Chemistry Beyond the Lab

Computer Modeling with Valeria Molinero

Professor Valeria Molinero doesn’t really remember how she first decided to study chemistry.

“When I was a child, I wanted to be an archaeologist, because I found it fascinating that in artifacts, you could discover the mysteries of the past.” But then she started taking math classes, and she loved math. When she started taking physics classes, she loved physics. And when she started taking chemistry classes, she loved chemistry. By the time Molinero was starting college, her fascination had evolved to discovering how materials worked, not what they revealed about the past.

She completed her undergraduate and doctoral degrees at the University of Buenos Aires in Argentina, studying electrochemistry as an undergraduate, then statistical mechanics and computer simulations as a graduate student. She loved both of these areas of chemistry (surprise!).

“I actually like everything,” Molinero joked.
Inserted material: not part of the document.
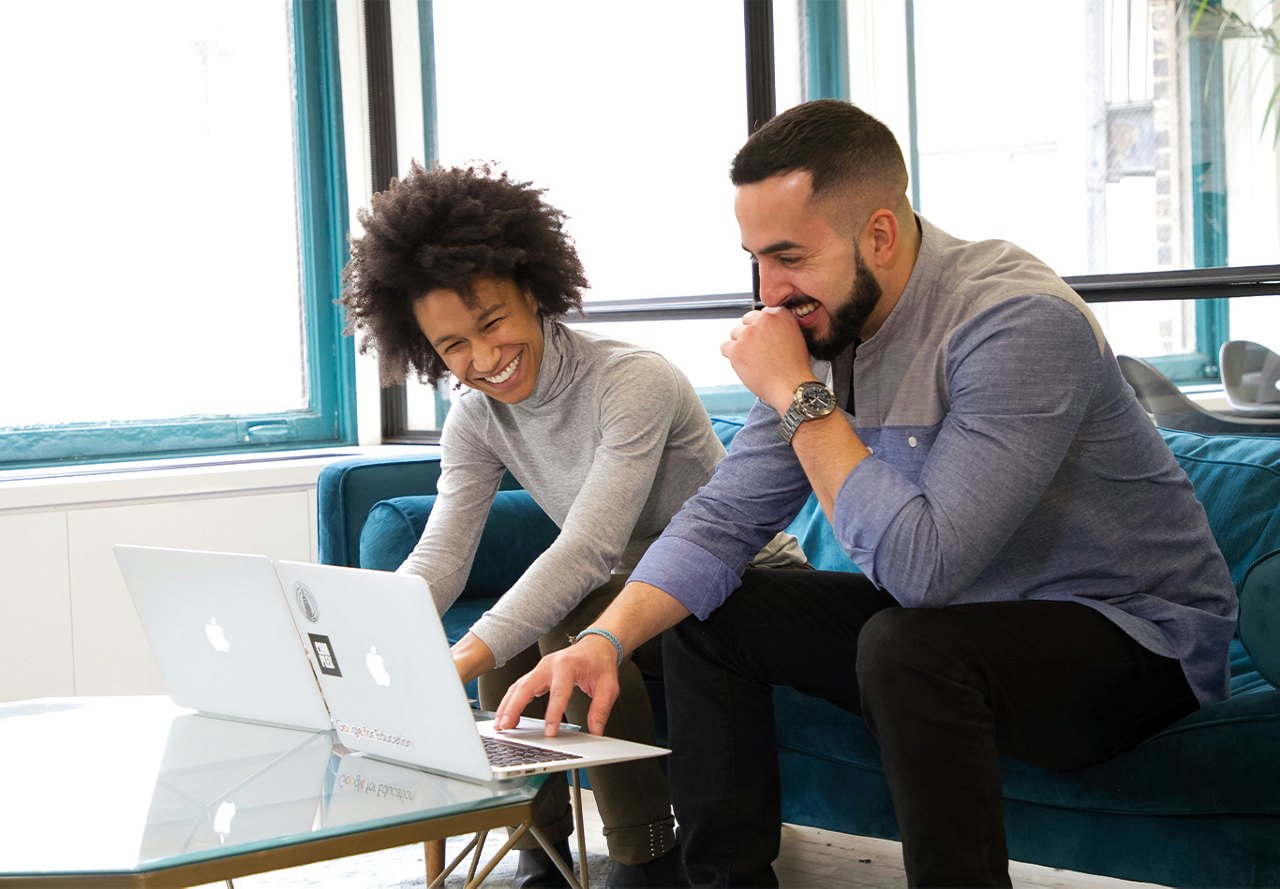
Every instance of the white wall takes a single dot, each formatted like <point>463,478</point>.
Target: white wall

When she moved to Caltech for a postdoctoral position, Molinero got a sense of how molecular simulations can be used to address more complex problems. Her first project was supported by Kellogg’s. The goal was to use computer simulations to make crispier cornflakes. She also worked on modeling materials for fuel cell membranes.

A few years later, Molinero began her independent career at the University of Utah.

“I selected Utah for the amount of sun, I have to confess, and also because of the reputation of the chemistry department. But when I came for my interview, I really felt that it was a welcoming environment. The faculty, the people, the place are all wonderful.”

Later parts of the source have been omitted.